Usaha mencapai Indonesia yang maju dalam peradaban dunia agar menjadi kenyataan, maka perlu mengembangkan jati diri bangsa yang kuat dan salah satunya usaha yaitu mengembangkan kebudayaan yang bernilai luhur serta religius. Tentu dalam hal ini diperlukan sinergi segenap komponen bangsa dalam proses pembangunan dan sikap bangsa Indonesia yang bangga terhadap identitas budaya nasional yang dimiliki karena Indonesia memiliki kekhasan budaya yang beraneka ragam (plural). Kemajemukan budaya yang ada di Indonesia dapat diarahkan menjadi kekuatan besar serta wajib untuk diperhitungkan sebagai modal atau potensi pembangunan bangsa, baik hal tersebut mencakup perbedaan suku, ras, agama, dan sebagainya. Fakta ironis tentang lemahnya ketahanan budaya yang sedang dihadapi bangsa Indonesiia seringkali menjadi kendala hambatan dalam pembangunan nasional. Perbedaan budaya justru dijadikan bahan untuk memperpecah bangsa, pertikaian antar suku, percecokan antar agama, dan lain-lain. Maka hendaknya perlu mengembangkan kemampuan sinergi kebersamaan dalam membangun keluasan berpikir yang matang, jernih, rasional serta tidak mudah terprovokasi adanya berita hoaks yang tidak dapat dipertanggung-jawabkan. Kemampuan dalam memperkuat filter budaya dari luar Indonesia yang bersifat negatif sangat diperlukan dan kematangan pertimbangan dalam mengadopsi nilai-nilai universal yang luhur dengan mengedepankan sikap adaptif-kritis terhadap budaya negatif serta memiliki kemampuan lebih dalam mengadopsi budaya positif-produktif yang dibentuk untuk menjadi pondasi kuat pada peserta didik.
Klik
Konsep moderasi beragama dibangun sebenarnya mengedapankan ranah berpikir memahami agama bukan dalam artian sempit ataupun sebaliknya terlalu bebas, Dalam kehidupan bernegara, memelihara prinsip moderasi beragama sangat penting karena pada hakikatnya menjaga negara tetap kondusif. Sebab kecenderungan pengamalan ajaran agama yang berlebihan atau melampau batas, seringkali menyisakan klaim kebenaran secara sepihak. Moderasi beragama bukan pula diartikan secara bebas dengan dalih mengedepankan toleransi semaunya. Sikap saling menghormati antar pemeluk agama yang berlainan dan hidup berdampingan dalam masyarakat yang majemuk dalam hal ini tidak mencampuradukan hal-hal yang berkaitan dengan i’tiqadiyah atau akidah.

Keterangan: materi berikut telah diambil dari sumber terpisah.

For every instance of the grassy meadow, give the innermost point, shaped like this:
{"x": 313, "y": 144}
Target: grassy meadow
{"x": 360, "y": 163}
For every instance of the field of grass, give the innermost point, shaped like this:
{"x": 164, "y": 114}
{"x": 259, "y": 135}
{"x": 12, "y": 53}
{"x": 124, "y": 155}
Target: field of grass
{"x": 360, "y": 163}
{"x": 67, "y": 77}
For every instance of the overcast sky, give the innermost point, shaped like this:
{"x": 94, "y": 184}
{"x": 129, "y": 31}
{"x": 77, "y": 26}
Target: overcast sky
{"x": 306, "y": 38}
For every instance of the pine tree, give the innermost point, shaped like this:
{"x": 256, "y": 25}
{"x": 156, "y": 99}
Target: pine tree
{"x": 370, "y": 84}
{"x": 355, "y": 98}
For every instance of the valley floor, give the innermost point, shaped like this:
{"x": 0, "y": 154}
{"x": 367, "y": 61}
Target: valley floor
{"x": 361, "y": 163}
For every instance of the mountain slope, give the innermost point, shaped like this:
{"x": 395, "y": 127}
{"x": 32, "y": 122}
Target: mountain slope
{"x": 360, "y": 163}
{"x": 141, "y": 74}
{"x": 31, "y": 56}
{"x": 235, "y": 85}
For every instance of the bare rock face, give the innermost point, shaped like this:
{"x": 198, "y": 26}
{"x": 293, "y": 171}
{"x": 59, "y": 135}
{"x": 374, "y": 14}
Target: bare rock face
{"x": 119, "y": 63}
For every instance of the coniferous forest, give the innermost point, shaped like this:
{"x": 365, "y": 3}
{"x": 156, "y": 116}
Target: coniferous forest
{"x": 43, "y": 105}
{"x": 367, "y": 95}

Di Indonesia sendiri konsep membangun kerukunan bangsa melalui program Tri kerukunan yang meliputi meliputi tiga kerukunan, yaitu: Kerukunan intern umat beragama, Kerukunan antar umat beragama, dan Kerukunan antara umat beragama dan pemerintah. Menipisnya semangat nasionalisme bangsa juga sebagai akibat dari lemahnya kemampuan bangsa dalam mengelola keragaman (pluralitas) yang menjadi ciri khas obyektif bangsa Indonesia. Hal tersebut tersebut tercermin dari menguatnya kohesifitas kelompok, etnik, dan agama, yang terkadang berujung pada konflik sosial dan bahkan disintegrasi bangsa. Sebagai akibatnya terjadi suatu proses degradasi terhadap semangat kejuangan dan pengorbanan dalam kehidupan berbangsa dan bernegara.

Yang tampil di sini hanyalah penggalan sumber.